Data integrity in relational databases

Top  Previous  Next

To ensure data integrity, relational databases offer you two facilities.

 

Field definitions

 

When tables are created, the data type of each field must be defined – whether it's a number, a string, or a date, for example. In addition, many databases (including Access) offer a wide range of further data-checking facilities; for example, you can require that the field be entered (not left blank), specify minimum and maximum values, specify the maximum length of a string, constrain a string to certain values, and so on.

 

Indices

 

You create an index for two reasons. One is to speed up searches – creating an index like this has no effect on the data itself. The other is to enforce data integrity rules.

 

Indices can be used to ensure that duplicates cannot be entered (such an index is called a unique index, because the items it indexes must all be unique).

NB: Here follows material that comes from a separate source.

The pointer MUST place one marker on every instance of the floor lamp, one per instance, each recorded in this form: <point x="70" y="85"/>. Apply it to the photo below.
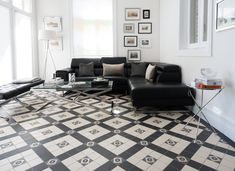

Indices may be created on several fields; for example, a unique index on {Rat, Session, Trial} fields would ensure that the combination of those three fields would have to yield a unique value.

 

Indices are often thought of as being involved in relationships between tables, particularly when such relationships are one-to-one or many-to-one. If you have one table that relates rats to their experimental groups, and another that contains the session-by-session data, the two tables might be linked using the Rat field (as in the example we used earlier). It would be usual for the Group table to have a unique index for the Rat field. As this is also the field or key used to look up individual records, it is often called the primary key. Nevertheless, the index is only involved in the relationship to ensure the uniqueness of this key and to speed up the process of searching data; it has nothing to do with the end results of looking up the data.